Il messaggio è chiaro: diffidare dalle imitazioni, così come dalla moda dei candidati della società civile, Musumeci si sente più forte e «non vuole più sottostare ai ricatti». Certo, aspetta ancora, ma con più disincanto, il verdetto di Giorgia Meloni sulla proposta di alleanza alle Regionali. La leader di Fratelli d’Italia ha raccolto diversi pareri, compresi quelli di chi ha incontrato a Roma. L’esito? In chiaroscuro: in molti sono contrari all’ipotesi di lista unica per l’Ars, meno ostilità diffusa sul rapporto con Musumeci, dall’ingresso nel partito al sostegno al suo bis.

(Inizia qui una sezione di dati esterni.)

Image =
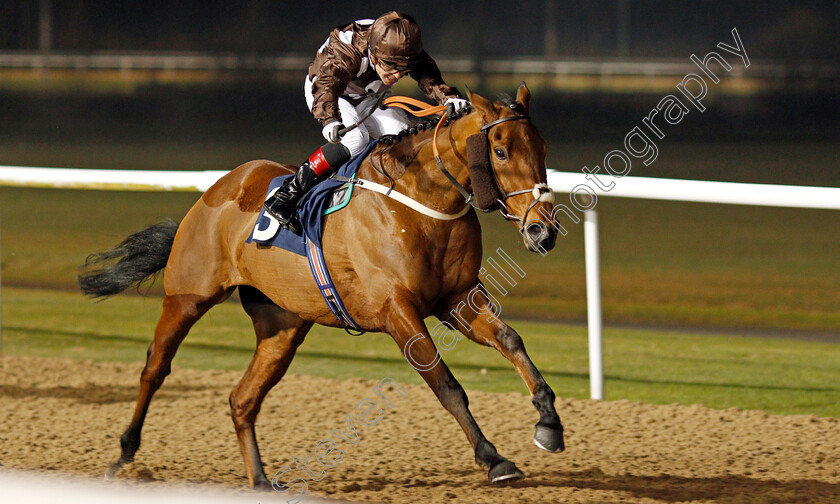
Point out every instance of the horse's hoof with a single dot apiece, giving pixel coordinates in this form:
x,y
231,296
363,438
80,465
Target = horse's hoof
x,y
112,471
549,439
504,471
265,486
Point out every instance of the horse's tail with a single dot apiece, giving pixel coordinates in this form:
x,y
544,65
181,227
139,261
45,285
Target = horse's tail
x,y
139,257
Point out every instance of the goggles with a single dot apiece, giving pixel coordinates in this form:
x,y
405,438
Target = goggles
x,y
395,67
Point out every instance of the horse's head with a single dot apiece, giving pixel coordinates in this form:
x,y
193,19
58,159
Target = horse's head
x,y
507,168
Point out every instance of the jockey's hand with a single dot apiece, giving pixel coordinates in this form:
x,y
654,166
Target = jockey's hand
x,y
330,131
455,105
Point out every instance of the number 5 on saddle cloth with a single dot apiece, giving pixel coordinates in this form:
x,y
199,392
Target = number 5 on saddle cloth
x,y
327,197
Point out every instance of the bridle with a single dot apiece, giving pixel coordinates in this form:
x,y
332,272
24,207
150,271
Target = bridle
x,y
540,191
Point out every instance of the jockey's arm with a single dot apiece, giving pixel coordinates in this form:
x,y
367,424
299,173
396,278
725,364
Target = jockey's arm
x,y
328,87
429,80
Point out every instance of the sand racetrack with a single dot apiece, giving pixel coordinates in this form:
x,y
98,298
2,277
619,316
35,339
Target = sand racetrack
x,y
67,416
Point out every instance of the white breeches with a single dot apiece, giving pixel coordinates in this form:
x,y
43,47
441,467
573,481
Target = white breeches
x,y
381,122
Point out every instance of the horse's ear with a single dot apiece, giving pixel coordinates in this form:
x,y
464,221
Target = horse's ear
x,y
523,96
480,103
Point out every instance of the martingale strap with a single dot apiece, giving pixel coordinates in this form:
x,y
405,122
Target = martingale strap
x,y
325,285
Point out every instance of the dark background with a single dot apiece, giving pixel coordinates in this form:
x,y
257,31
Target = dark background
x,y
797,30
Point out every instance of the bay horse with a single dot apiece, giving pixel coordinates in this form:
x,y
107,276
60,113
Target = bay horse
x,y
392,266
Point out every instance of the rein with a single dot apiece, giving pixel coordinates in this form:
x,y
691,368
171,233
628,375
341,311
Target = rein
x,y
540,191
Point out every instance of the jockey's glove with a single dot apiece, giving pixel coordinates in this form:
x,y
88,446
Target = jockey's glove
x,y
456,105
330,131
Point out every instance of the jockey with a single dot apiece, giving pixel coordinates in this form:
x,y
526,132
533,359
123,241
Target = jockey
x,y
356,61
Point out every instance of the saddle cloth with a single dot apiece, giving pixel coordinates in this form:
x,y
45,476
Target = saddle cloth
x,y
327,197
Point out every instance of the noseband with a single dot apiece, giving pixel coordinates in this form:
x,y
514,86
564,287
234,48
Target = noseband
x,y
540,191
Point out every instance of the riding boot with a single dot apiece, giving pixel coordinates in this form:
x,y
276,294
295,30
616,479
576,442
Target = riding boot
x,y
282,205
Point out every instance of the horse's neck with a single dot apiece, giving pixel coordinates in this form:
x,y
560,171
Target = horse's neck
x,y
422,179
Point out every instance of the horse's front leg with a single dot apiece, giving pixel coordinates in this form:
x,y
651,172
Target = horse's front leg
x,y
406,326
472,313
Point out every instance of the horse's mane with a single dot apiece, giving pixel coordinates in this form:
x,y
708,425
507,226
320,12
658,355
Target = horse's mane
x,y
420,126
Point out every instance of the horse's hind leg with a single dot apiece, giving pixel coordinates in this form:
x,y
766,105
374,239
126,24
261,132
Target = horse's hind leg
x,y
279,334
473,316
408,330
180,312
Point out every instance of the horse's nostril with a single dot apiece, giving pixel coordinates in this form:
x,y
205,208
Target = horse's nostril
x,y
537,231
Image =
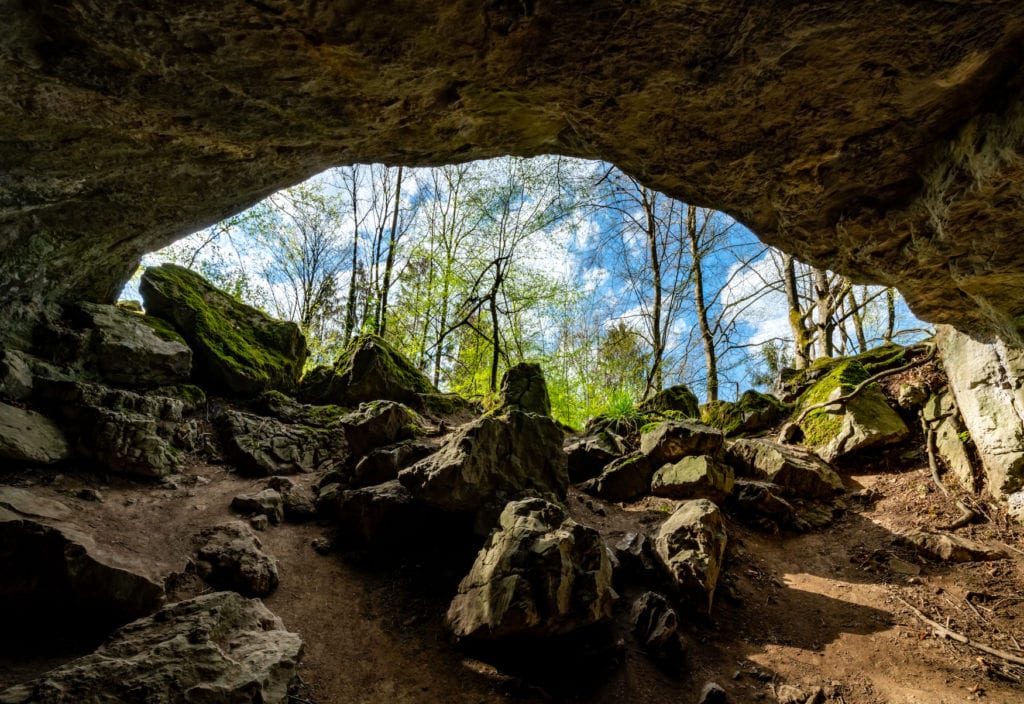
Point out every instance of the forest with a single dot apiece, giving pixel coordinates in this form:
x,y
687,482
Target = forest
x,y
616,290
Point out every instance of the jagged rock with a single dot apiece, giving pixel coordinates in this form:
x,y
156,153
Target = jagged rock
x,y
267,502
53,572
229,557
673,440
985,381
540,574
30,437
690,545
523,388
383,516
678,399
625,479
15,376
752,412
238,349
800,472
655,625
369,369
941,414
130,349
694,477
492,459
382,465
265,446
950,547
587,456
759,503
216,648
866,421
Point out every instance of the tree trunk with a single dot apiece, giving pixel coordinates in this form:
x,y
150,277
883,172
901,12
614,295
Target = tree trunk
x,y
707,337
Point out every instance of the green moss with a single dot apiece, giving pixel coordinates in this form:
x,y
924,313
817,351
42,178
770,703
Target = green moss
x,y
162,328
237,344
822,426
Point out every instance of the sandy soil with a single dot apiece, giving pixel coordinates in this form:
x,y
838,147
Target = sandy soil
x,y
822,610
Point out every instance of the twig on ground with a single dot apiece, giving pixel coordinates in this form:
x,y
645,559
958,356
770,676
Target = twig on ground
x,y
952,634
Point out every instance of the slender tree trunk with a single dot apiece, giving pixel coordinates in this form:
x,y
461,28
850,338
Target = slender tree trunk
x,y
707,337
654,378
801,336
392,240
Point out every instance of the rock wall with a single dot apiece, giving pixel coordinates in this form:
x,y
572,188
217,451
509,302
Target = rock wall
x,y
881,139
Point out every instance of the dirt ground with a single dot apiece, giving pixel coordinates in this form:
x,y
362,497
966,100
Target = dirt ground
x,y
828,609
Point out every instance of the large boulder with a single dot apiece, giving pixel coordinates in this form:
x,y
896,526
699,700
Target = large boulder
x,y
492,459
131,349
523,388
800,472
866,421
238,349
30,437
986,381
673,440
676,400
219,648
55,572
690,545
694,477
230,557
540,574
369,369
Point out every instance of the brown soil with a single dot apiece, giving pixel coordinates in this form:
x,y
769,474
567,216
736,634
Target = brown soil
x,y
821,610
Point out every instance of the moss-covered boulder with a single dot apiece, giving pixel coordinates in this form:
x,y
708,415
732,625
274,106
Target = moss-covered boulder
x,y
866,421
676,398
238,350
369,369
754,411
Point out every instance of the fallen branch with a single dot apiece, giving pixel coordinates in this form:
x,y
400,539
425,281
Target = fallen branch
x,y
866,383
946,632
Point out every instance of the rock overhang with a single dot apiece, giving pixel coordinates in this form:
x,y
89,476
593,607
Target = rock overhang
x,y
883,140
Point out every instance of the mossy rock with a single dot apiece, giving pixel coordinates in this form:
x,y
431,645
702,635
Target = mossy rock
x,y
369,369
238,349
676,398
754,411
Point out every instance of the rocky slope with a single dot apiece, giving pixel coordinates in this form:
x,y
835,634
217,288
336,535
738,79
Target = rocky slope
x,y
882,139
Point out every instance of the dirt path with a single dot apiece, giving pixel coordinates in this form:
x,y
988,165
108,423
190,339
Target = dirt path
x,y
810,611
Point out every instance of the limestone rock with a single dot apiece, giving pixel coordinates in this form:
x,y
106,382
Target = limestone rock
x,y
690,545
540,574
802,473
523,388
267,502
626,479
15,376
215,648
655,624
949,547
54,571
229,557
941,413
587,456
694,477
866,421
133,350
673,440
238,349
492,459
678,399
264,446
369,369
985,379
30,437
753,411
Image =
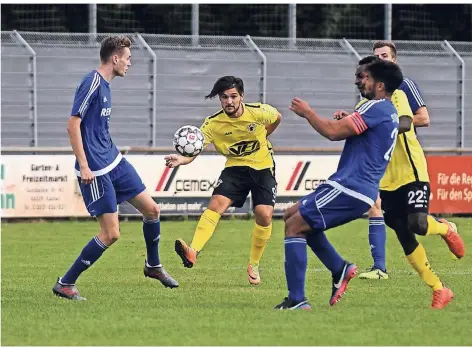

L’unica certezza è che la leader di FdI ha  detto ai suoi (e forse anche a Nello) che «una scelta così delicata è meglio prenderla all’inizio del 2022». Magari per aspettare le mosse di Matteo Salvini, che dovrebbe incontrare il governatore già mancato alleato a breve, al massimo entro la prossima settimana,  a seguito della distensione di Palazzo d’Orléans con Nino Minardo.

 

 

Nel quartier generale di Musumeci i rumors su Miccichè (fratello) in lizza erano arrivati già da qualche giorno. Suscitando una comprensibile apprensione. Il nome è di quelli pesanti. Fino al punto di costringere, se ci fosse la convergenza degli altri alleati, il governatore in carica a un passo indietro? Non proprio, per chi è convinto che «Nello è pronto a candidarsi anche da solo». Ma il dubbio è serpeggiato nei giorni successivi all’indiscrezione. Adesso, dopo il «pasticcio su Palermo», fra i musumeciani c’è più fiducia: «Non è che tutti pendono dalle labbra di Miccichè».

 

E sullo sfondo c’è già la prossima suggestione: il fronte sovranista che si ricompatta su Musumeci, rifiutando le lusinghe di un Draghi di Sicilia. Ma le vie di (e dei) Miccichè sono infinite.